The London-based Architects Registration Board has implored the British architecture newspaper Building Design to please, guys, stop referring to Renzo Piano and Daniel Libeskind as "architects." The move may solicit chuckles from those who'd love to see Libeskind's buildings demolished or those quick to take jabs at Piano's newly opened Shard building, in London, but ARB was serious: "All three [BD Online] articles make reference to either Mr Renzo Piano or Mr Daniel Libskind [sic] as 'architects', however, as they are not registered with the Arb they are not entitled to be described as such." Then: "In the light of BD's readership I would ask that you avoid referring to Mr Piano and Mr Libskind as 'architect's [sic] in any future publications."
In America, each state provides its own licensing requirements for architects, with the National Council of Architecture Registration Boards (NCARB) serving as the banner organization "leading the regulation of the practice of architecture through the development and application of standards for licensure and credentialing of architects," according to the official site. On the contrary, Britain's ARB is a 15-member national council that "regulate[s] the architects' profession in the UK" by "prescribing—or 'recognising' the qualifications needed to become an architect" and "making sure that only people on our register offer their services as an architect." And so, the theory goes, because Libeskind and Piano aren't officially on the ARB register, they shouldn't be referred to as architects by a British architecture paper.
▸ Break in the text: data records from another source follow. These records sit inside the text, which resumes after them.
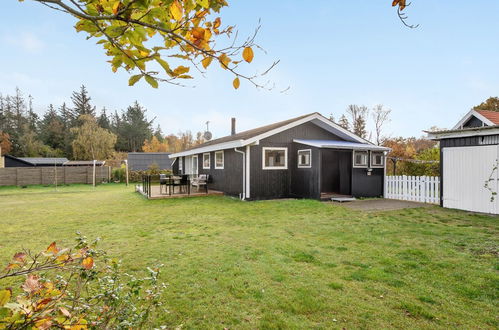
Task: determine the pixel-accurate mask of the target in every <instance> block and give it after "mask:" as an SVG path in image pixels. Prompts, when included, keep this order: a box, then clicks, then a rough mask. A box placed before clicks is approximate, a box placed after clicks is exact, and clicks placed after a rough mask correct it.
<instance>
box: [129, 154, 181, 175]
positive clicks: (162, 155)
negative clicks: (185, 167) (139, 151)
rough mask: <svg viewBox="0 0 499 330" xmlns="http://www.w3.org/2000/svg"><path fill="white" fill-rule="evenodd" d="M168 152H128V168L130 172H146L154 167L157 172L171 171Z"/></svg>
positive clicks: (170, 162) (170, 164) (171, 160)
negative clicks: (149, 169) (156, 166)
mask: <svg viewBox="0 0 499 330" xmlns="http://www.w3.org/2000/svg"><path fill="white" fill-rule="evenodd" d="M170 155H171V153H170V152H129V153H128V168H129V169H130V171H147V170H148V169H150V168H151V167H153V166H154V165H156V166H157V167H158V169H159V170H171V169H172V160H171V159H170V157H169V156H170Z"/></svg>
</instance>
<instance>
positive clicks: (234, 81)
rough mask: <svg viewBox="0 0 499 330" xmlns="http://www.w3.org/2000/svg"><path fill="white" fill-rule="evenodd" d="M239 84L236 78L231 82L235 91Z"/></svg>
mask: <svg viewBox="0 0 499 330" xmlns="http://www.w3.org/2000/svg"><path fill="white" fill-rule="evenodd" d="M240 84H241V82H240V81H239V77H236V79H234V81H233V82H232V86H234V88H235V89H238V88H239V85H240Z"/></svg>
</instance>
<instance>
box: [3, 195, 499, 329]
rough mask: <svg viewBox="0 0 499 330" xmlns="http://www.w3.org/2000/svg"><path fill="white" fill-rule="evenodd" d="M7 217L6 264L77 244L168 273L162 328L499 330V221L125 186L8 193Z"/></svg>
mask: <svg viewBox="0 0 499 330" xmlns="http://www.w3.org/2000/svg"><path fill="white" fill-rule="evenodd" d="M0 214H1V217H0V265H2V264H6V263H7V262H8V261H9V260H10V258H11V256H12V254H13V253H14V252H15V251H17V250H19V249H20V248H21V247H27V248H32V249H42V248H44V247H46V246H47V245H48V244H49V243H50V242H52V241H53V240H56V241H57V242H58V244H59V245H62V246H64V245H66V246H69V245H71V244H72V243H73V242H72V240H73V239H74V237H75V236H74V233H75V232H76V231H81V232H82V233H83V234H85V235H86V236H87V237H89V238H94V237H101V238H102V239H103V240H102V244H101V248H104V249H106V250H107V251H108V252H109V253H110V254H111V255H113V256H116V257H119V258H121V259H123V263H124V265H125V267H126V269H127V271H130V272H134V271H141V270H143V269H144V268H145V267H146V266H148V265H154V264H157V263H162V264H164V268H163V273H162V279H163V281H165V282H167V283H168V284H169V287H168V289H167V290H166V292H165V295H164V302H165V306H166V308H167V309H168V312H163V313H161V314H159V315H155V318H154V320H153V323H154V324H155V325H161V324H165V325H168V326H169V327H177V326H183V328H186V329H189V328H215V329H223V328H229V329H236V328H237V329H239V328H242V329H255V328H262V329H279V328H295V329H298V328H300V329H303V328H319V329H320V328H347V329H352V328H390V327H397V328H441V329H446V328H449V327H462V328H497V327H499V320H498V315H499V303H498V302H499V221H498V220H499V218H498V217H491V216H487V215H476V214H470V213H467V212H461V211H453V210H445V209H441V208H439V207H436V206H435V207H430V208H417V209H406V210H401V211H385V212H371V213H369V212H358V211H352V210H348V209H346V208H344V207H342V206H340V205H331V204H326V203H320V202H317V201H310V200H281V201H261V202H241V201H238V200H236V199H232V198H226V197H199V198H191V199H177V200H153V201H148V200H146V199H144V198H143V197H141V196H139V195H138V194H136V193H134V192H133V188H132V187H129V188H127V187H125V186H123V185H103V186H99V187H97V188H96V189H92V188H91V187H89V186H83V185H75V186H69V187H62V188H59V190H58V191H57V192H55V191H54V188H48V187H30V188H26V189H21V188H0ZM2 267H3V266H2ZM0 286H2V283H0Z"/></svg>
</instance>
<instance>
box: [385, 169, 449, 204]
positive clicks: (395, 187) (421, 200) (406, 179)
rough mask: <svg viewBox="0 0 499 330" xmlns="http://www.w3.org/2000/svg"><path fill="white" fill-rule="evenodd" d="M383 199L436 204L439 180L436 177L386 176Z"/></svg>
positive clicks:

BD Online, of course, won't be complying with this request: "as far as BD is concerned Renzo Piano is an architect and that is how we will continue to refer to him," editor in chief Amanda Baillieu said in a statement. Something else: last February, Piano and Libeskind both signed an open letter to London Mayor Boris Johnson pleading for him to save Design for London, the architectural advisory body to the mayor, from budget cuts. How's that for karma!